Un corazón fiel y abierto a lo contemporáneo. Durante su vida terrena, san Rafael ha transitado grandes espacios geográficos, encontrándose con personas de diversas culturas y de diferentes sistemas políticos. Polonia, Rusia y Francia han sido etapas fundamentales en su itinerario. En cada lugar donde residió, vivía sin complejos y según las posibilidades al servicio de quienes le estaban cercanos. Poseía un carácter abierto pleno de cordialidad. Este fue su modo de diálogo con los tiempos contemporáneos. No hacía distinción entre personas de diversa religión, lengua, costumbres, estado social o educación cultural. Acogió la vida como le venía ofrecida. Esta apertura le permitió reconciliar muchos corazones, sin abandonar su identidad. Viviendo en otras culturas, logró mantener el patrimonio espiritual y cultural de su nación. No se entregó al mundo, a pesar de que éste lo tentase en todas sus prospectivas.
Los jóvenes al centro de la atención.
Durante su permanencia en Siberia, san Rafael tuvo ante sí una grandísima pobreza
material, intelectual y espiritual en las gentes del lugar y también en sus
compañeros de desventura, dándose cuenta de lo humillado que estaba el ser
humano. Esta fue una lección dolorosa para él. Regresó de allí convencido de la
necesidad que hay de invertir en la juventud, puesto que en esta etapa de la
vida es cuando se aprende en especial y se decide el futuro. Estando en
Francia, puso en práctica esta convicción, siendo educador del príncipe Augusto
Czartoryski, el cual ha sido elevado a los honores de los beatos hace pocos
años por Juan Pablo II. En la tarea educativa, san Rafael buscaba ante todo una
formación integral del ser humano; le movía un interés espiritual e
intelectual. Esta amplia atención a la formación integral de los jóvenes es otra
de las perlas preciosas del patrimonio espiritual de san Rafael.
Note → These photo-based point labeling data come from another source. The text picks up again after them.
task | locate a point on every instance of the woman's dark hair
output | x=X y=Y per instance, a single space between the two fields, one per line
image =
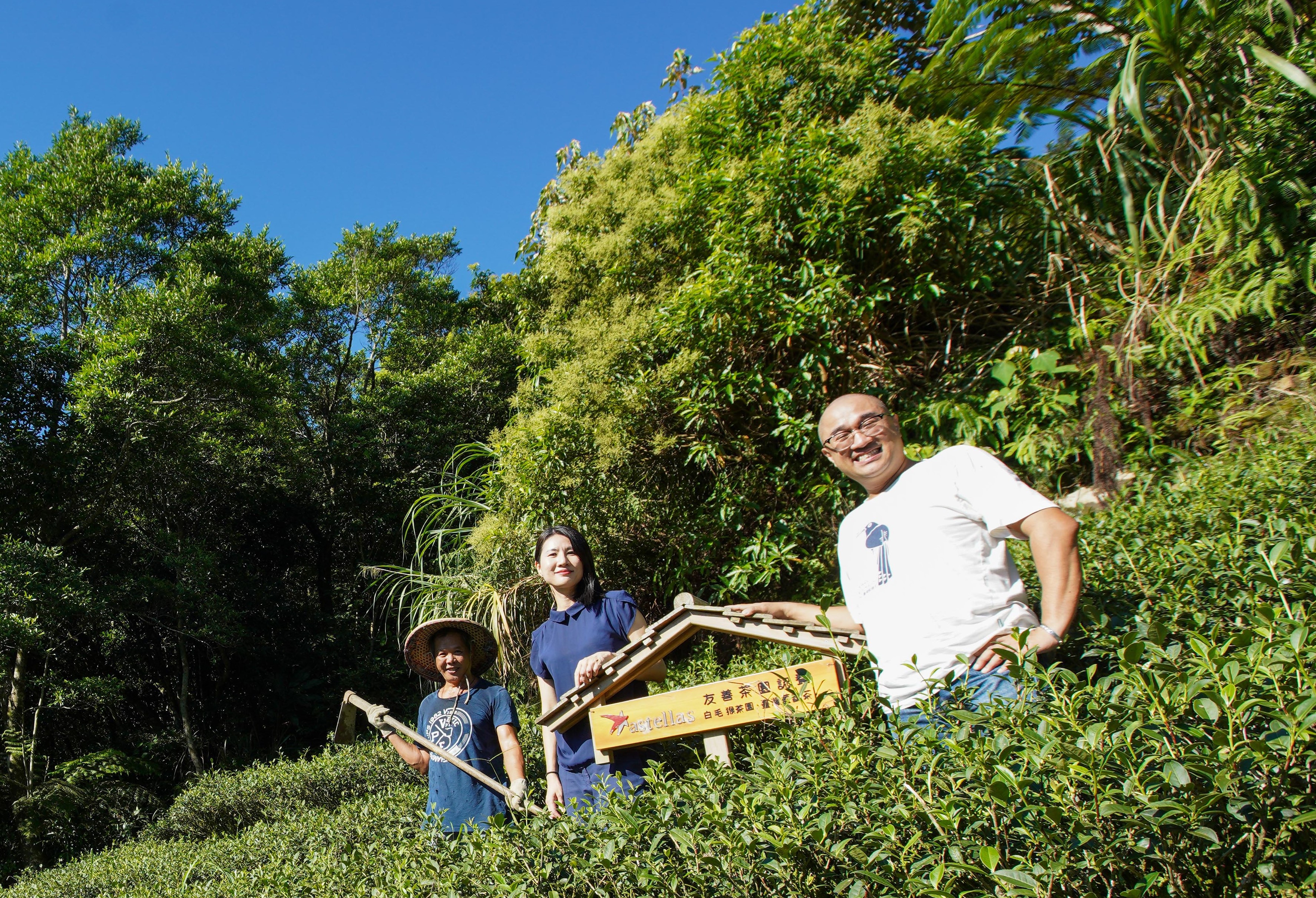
x=589 y=588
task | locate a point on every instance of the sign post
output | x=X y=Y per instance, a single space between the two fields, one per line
x=715 y=709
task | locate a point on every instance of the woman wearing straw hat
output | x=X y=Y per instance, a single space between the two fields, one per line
x=570 y=650
x=468 y=717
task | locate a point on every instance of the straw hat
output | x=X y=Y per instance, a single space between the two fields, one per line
x=420 y=656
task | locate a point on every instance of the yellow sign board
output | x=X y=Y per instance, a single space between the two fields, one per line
x=716 y=706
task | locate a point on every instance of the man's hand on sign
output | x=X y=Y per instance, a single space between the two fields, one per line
x=590 y=667
x=519 y=789
x=377 y=721
x=839 y=615
x=553 y=796
x=988 y=660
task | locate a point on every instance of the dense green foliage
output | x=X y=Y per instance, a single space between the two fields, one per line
x=208 y=452
x=202 y=444
x=1172 y=755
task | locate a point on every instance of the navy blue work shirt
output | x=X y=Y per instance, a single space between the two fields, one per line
x=466 y=727
x=557 y=648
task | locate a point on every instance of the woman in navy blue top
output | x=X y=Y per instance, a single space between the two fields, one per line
x=586 y=627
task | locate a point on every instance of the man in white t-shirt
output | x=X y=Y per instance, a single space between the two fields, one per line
x=924 y=565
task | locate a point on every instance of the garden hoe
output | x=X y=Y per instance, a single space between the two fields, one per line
x=345 y=734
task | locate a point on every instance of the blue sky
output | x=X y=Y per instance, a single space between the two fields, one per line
x=320 y=115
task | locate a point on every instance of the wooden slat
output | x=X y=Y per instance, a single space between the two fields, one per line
x=672 y=631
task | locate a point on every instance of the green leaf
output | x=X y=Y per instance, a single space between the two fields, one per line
x=1045 y=363
x=1016 y=877
x=1207 y=709
x=1285 y=67
x=1176 y=775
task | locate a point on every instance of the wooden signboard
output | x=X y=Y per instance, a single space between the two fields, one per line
x=716 y=707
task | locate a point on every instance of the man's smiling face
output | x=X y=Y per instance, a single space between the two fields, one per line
x=872 y=460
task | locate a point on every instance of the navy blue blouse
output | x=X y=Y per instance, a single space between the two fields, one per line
x=568 y=637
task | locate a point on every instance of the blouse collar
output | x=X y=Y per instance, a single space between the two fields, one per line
x=561 y=617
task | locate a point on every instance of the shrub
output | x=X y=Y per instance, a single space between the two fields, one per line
x=1169 y=754
x=225 y=802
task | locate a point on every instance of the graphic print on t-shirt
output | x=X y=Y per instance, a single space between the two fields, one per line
x=450 y=730
x=877 y=540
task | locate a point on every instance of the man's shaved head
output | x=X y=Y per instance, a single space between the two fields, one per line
x=873 y=456
x=844 y=407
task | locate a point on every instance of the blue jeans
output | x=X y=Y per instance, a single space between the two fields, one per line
x=986 y=688
x=593 y=785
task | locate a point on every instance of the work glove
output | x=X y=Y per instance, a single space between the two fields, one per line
x=377 y=721
x=519 y=789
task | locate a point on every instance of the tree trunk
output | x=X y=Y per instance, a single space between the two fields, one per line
x=1107 y=452
x=324 y=568
x=183 y=713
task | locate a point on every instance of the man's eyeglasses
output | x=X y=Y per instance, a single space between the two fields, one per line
x=869 y=427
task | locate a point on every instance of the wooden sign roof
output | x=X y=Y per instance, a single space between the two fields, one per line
x=687 y=618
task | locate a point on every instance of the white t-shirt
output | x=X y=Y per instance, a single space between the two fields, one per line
x=926 y=568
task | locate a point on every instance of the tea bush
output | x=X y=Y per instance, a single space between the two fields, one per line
x=225 y=802
x=1169 y=752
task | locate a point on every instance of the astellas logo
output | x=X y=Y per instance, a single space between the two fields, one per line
x=877 y=538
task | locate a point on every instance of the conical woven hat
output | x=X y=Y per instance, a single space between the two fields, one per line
x=420 y=656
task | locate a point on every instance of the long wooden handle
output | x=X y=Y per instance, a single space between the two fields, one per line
x=456 y=762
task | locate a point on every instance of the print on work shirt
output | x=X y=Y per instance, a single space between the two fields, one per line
x=877 y=540
x=450 y=730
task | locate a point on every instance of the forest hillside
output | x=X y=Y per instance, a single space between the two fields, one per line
x=232 y=481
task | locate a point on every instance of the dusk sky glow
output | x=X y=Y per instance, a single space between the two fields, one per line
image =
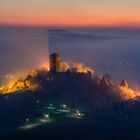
x=70 y=12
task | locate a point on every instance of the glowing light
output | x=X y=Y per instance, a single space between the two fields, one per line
x=80 y=68
x=128 y=93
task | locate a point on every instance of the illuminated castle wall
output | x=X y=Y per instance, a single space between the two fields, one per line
x=55 y=61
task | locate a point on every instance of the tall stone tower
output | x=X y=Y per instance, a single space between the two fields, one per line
x=55 y=61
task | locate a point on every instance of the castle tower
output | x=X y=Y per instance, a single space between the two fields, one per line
x=55 y=61
x=124 y=83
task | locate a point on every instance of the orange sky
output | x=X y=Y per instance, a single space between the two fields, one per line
x=71 y=13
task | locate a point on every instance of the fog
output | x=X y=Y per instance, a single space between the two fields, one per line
x=21 y=49
x=111 y=51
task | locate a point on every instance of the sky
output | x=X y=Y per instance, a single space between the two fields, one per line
x=70 y=12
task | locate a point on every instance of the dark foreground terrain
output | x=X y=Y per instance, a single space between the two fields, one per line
x=86 y=129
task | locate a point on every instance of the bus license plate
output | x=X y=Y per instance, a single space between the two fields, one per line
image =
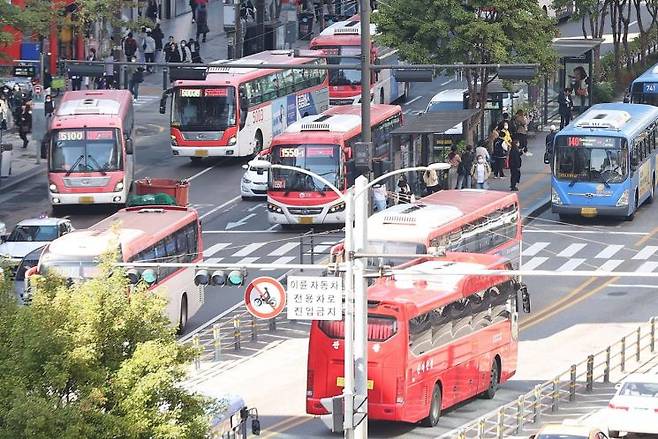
x=340 y=382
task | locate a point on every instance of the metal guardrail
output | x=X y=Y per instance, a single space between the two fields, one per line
x=512 y=417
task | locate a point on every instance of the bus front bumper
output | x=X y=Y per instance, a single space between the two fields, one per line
x=58 y=199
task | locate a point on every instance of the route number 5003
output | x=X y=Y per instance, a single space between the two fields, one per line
x=258 y=115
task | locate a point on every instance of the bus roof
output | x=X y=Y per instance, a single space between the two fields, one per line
x=138 y=228
x=341 y=121
x=415 y=222
x=613 y=120
x=229 y=74
x=426 y=294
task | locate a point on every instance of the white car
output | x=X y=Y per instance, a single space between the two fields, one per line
x=29 y=235
x=634 y=408
x=254 y=182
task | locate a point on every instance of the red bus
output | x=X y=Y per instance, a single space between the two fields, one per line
x=343 y=40
x=236 y=111
x=145 y=234
x=90 y=148
x=431 y=343
x=322 y=144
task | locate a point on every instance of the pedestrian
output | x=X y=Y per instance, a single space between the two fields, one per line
x=431 y=181
x=158 y=37
x=202 y=22
x=49 y=106
x=565 y=107
x=499 y=155
x=464 y=169
x=185 y=53
x=149 y=51
x=480 y=172
x=129 y=47
x=515 y=166
x=195 y=50
x=453 y=159
x=379 y=194
x=24 y=123
x=521 y=123
x=404 y=194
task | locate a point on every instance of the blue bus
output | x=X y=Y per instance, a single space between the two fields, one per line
x=644 y=89
x=604 y=162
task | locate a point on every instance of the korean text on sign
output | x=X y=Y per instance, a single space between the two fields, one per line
x=315 y=298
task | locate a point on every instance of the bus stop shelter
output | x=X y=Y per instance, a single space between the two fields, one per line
x=427 y=138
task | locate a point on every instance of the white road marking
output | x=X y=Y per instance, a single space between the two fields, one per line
x=646 y=252
x=534 y=262
x=215 y=248
x=412 y=101
x=246 y=251
x=571 y=250
x=221 y=206
x=535 y=248
x=571 y=264
x=610 y=265
x=285 y=248
x=609 y=251
x=647 y=267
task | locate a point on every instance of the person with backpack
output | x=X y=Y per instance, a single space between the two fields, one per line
x=464 y=169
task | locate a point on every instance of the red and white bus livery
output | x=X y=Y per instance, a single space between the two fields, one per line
x=90 y=148
x=323 y=145
x=236 y=111
x=436 y=337
x=142 y=234
x=343 y=40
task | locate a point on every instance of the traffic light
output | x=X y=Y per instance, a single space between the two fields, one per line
x=220 y=278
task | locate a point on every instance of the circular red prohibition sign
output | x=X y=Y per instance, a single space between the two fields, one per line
x=265 y=297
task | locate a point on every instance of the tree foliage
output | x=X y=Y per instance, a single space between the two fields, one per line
x=476 y=32
x=91 y=361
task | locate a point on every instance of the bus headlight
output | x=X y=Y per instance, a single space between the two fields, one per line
x=555 y=198
x=623 y=199
x=274 y=208
x=337 y=208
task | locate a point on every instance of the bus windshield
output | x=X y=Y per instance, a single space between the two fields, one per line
x=85 y=150
x=591 y=159
x=204 y=109
x=323 y=160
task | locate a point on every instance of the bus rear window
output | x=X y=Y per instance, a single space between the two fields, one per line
x=379 y=328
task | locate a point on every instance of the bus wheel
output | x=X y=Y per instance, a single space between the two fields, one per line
x=435 y=408
x=182 y=319
x=494 y=380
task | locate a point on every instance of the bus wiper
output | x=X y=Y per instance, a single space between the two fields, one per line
x=75 y=164
x=95 y=163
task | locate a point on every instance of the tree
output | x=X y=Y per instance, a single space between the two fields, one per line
x=89 y=360
x=473 y=32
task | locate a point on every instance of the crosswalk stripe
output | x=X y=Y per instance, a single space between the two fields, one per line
x=646 y=252
x=285 y=248
x=571 y=264
x=246 y=251
x=609 y=251
x=281 y=260
x=647 y=267
x=534 y=262
x=535 y=248
x=610 y=265
x=571 y=250
x=215 y=248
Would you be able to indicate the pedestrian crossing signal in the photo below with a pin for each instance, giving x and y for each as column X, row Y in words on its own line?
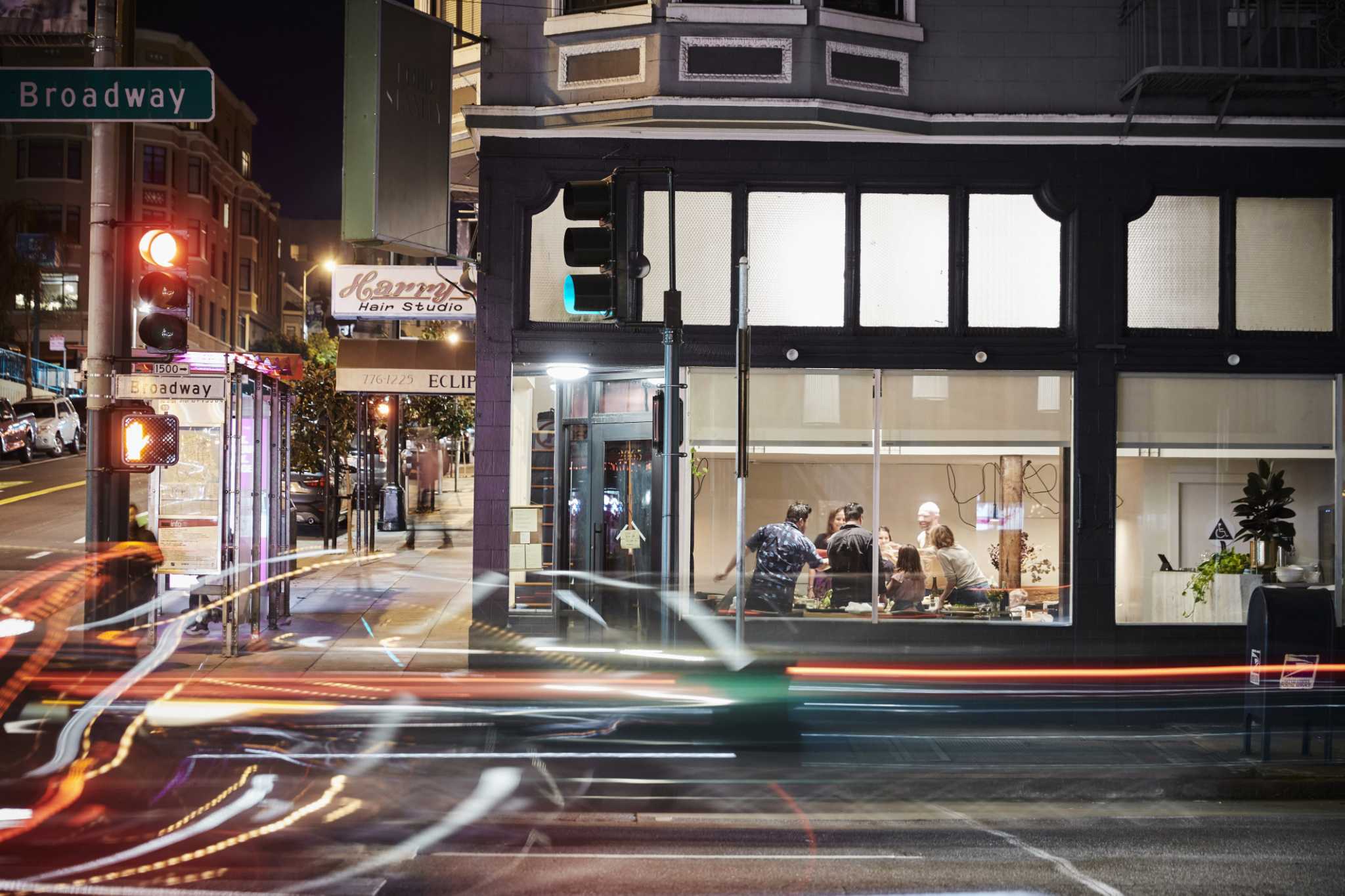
column 144, row 440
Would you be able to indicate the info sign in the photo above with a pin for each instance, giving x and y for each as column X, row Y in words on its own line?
column 400, row 292
column 106, row 95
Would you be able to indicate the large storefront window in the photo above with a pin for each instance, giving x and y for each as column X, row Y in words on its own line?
column 1184, row 452
column 973, row 475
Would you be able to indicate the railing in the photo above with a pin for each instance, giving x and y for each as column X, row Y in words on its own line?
column 47, row 377
column 1232, row 34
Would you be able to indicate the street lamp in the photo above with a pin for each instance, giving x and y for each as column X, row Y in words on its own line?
column 328, row 265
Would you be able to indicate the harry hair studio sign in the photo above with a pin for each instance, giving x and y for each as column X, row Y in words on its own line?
column 400, row 292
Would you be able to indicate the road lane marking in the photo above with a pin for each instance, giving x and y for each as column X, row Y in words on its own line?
column 1063, row 865
column 39, row 492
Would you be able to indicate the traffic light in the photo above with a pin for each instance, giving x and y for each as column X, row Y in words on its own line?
column 162, row 292
column 609, row 293
column 142, row 440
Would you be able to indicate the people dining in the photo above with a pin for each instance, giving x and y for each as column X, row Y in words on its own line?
column 850, row 558
column 782, row 551
column 963, row 580
column 907, row 589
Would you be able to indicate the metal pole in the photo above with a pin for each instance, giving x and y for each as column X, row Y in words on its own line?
column 671, row 431
column 102, row 196
column 744, row 358
column 877, row 480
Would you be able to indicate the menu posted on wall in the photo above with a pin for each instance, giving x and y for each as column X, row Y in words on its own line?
column 188, row 504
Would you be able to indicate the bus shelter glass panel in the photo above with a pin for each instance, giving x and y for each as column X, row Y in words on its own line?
column 975, row 479
column 1185, row 449
column 811, row 444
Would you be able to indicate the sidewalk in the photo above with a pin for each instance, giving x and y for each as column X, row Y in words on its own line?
column 405, row 613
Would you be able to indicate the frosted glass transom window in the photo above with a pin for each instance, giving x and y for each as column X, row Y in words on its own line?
column 1283, row 270
column 1013, row 261
column 797, row 250
column 705, row 249
column 548, row 270
column 903, row 259
column 1172, row 265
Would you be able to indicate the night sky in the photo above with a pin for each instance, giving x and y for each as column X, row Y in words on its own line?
column 284, row 60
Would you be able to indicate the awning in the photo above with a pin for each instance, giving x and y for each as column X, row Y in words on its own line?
column 407, row 366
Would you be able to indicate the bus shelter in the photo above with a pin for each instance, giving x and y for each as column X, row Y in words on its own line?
column 221, row 512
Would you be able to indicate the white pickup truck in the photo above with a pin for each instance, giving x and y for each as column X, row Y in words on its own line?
column 58, row 425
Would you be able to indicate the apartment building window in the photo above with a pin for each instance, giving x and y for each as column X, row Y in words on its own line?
column 60, row 292
column 49, row 158
column 155, row 164
column 198, row 172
Coraje ante las dificultades.
Durante la reforma del Carmelo en el siglo XVI, cuando san Juan de la Cruz fue
apresado por sus hermanos de la Orden, santa Teresa de Jesús escribió en carta
de 1578: "Terriblemente trata Dios a sus amigos; a la verdad, no les hace
agravio, pues se hubo así con su Hijo". Con pleno sentido, esto va
referido también a san Rafael. Se podría decir que Dios lo ha tratado
terriblemente. Ciertamente la vida es buena, sin embargo es un don difícil de
vivir. Todo aquello que en el hombre es más valioso, viene configurado de hecho
en las situaciones complicadas y más misteriosas. San Rafael nos enseña a tener
el coraje de perseverar en la fe y de confiar en semejantes circunstancias.
Hemos resaltado estos aspectos fundamentales de la espiritualidad de san
Rafael; ciertamente que no agotan la riqueza de su espíritu. El hombre que ha
experimentado en su plenitud el Evangelio es evangélico. Se transforma en
profundo, dada la inalcanzable profundidad de la Sabiduría divina. Por este
motivo, san Rafael viene invocado como patrón de siberianos, educadores,
ferroviarios, ingenieros y jóvenes. Aquel que desea encontrarlo, hallará una
gran riqueza jamás del todo revelada.